Yesterday I went to four events at the Book Festival. First, I heard the incomparable Christopher Brookmyre address a full house in the big tent. He was - as always - good value and told us that his website now contains a glossary for the Scotologically challenged in which you can learn that "Fitba" is a:
Popular team sport known in some quarters as “soccer”, invented and given to the world by the Scots. English claims to have invented it rest on their having the first Football Association, which proves only that they invented football bureaucracy. Thanks a pantload, guys. You form yet another bloody committee and a hundred years later, we had to put up with Jim Farry.Precisely.
Unfortunately this also means that Scotland gets to enjoy the "Old Firm", which is an:
Ingenious idiot-identification scheme which tags halfwits, criminals, thugs and assorted neerdowells voluntarily in blue or green-and-white garments, making them easier for the rest of us to avoid.(Mr Brookmyre supports St Mirren!)
Next were rather more sedate but nevertheless excellent presentations from historians Mike Dash and Tom Holland, respectively authors of Thug and Persian Fire.

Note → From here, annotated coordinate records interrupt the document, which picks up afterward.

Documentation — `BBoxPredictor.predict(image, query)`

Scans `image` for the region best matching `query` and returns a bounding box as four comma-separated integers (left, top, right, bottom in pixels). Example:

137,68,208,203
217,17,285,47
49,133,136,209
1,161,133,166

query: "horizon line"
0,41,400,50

After a "beverage" break it was time to hear Paul Johnston and Aline Templeton discuss "Location, Place and Crime Fiction". Conclusion: it's still OK to create yet another detective based in Edinburgh.
Finally, Mrs F&W and I went to hear Francis Fukuyama give a lecture based on his new book After the Neocons: America at the Crossroads. We sat alongside Mr Eugenides and another political friend. I thought that Fukuyama was somewhat bland and didn't hear anything new. Audience score: Moonbats 20%, Anti-moonbats 25%, Silent Majority 55%.
(UPDATE: I've just ordered tickets for the newly announced Al Gore event on the 27th.)
(Another UPDATE: Book Festival director Catherine Lockerbie tells me that Al sold out at 10am.)